I can't can't stomach Belichick. He was shown to be a cheater. But I love his Coaching, and perfectly happy to watch the Pats win all these playoff games and Super Bowls. But Belichick is one pain in the behind... but few care, ( including me ) as he wins.
More than anything players... hitters, batters... want some consistency on how the ump calls balls and strikes. Each ump has their style of game they call. Some umps give pitchers some lattitude, while some have a rather " small strike zone " for the game they are working. Hitters over the course of the game begin to adjust as to the strike zone tendencies of te partucular ump working the game that day, or they know the tendencies of the umps strike zone by reputation.
I'm not blaming the home plate ump for this loss, but he was very inconsistent all day, imo. With both teams. He definately had a wider strike zone in the later innings than eartlier in the game , imo. Maybe the heat temps were getting to him, and we wanted to get the game over quickly, who knows... but he squeezed some hitters in this one, especially Ross in his last at bat... with a more than liberal strike zone, and much more liberal strike zone than the ump had in earlier innings, imo.
I don't always start threads, but when I do, I prefer to make classics.
I'm the most interesting thread starter in the world.
I would have had Melancon warming up, who since his two terrible games to start the season has been used for one mop-up inning over the past week. If he's already relegated to Bobby V's doghouse and isn't going to enter a game with less than a 10-run advantage then I'd kinda like Jed Lowrie back.

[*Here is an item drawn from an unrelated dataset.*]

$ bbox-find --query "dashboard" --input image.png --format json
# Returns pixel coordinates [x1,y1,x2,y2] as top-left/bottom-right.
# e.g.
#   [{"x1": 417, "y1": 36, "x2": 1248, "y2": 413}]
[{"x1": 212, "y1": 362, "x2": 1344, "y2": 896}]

But I digress...why couldn't he bring in Albers to face Longoria?
Classic number 2 this week. The "Randy's dream come true" one was pretty epic as well.
Keep it on coming, it's making this place a little more interesting.
My proclivity for the classics goes back many a year....
That one was much more fun before Randy and Gazoo got banned.
Thats Old School Baseball. back int he day, everyone used to do that.
is Valentine a little MLB rusty?
Its irrelevent if your sole focus is on winning that game. However, if you want to develop Bard into a pitcher that can get a critical out in the seventh then you had better push him to do so. The great thing about baseball is that no strategy works 100% of the time or even 50% of the time. We now know leaving Bard in failed. My guess is that bringing in either of the pitchers that were warming would have failed at an equal percentage as leaving Bard in. In that case at least Bard got some valuable experience. I can completly see, on the other hand, your strategy as being sound. My point is the Sox were in a difficult position and were faced with no great strategies. My biggest issue with your post is that you pretend the move was an obvious mistake because there was some fullproof plan otherwise.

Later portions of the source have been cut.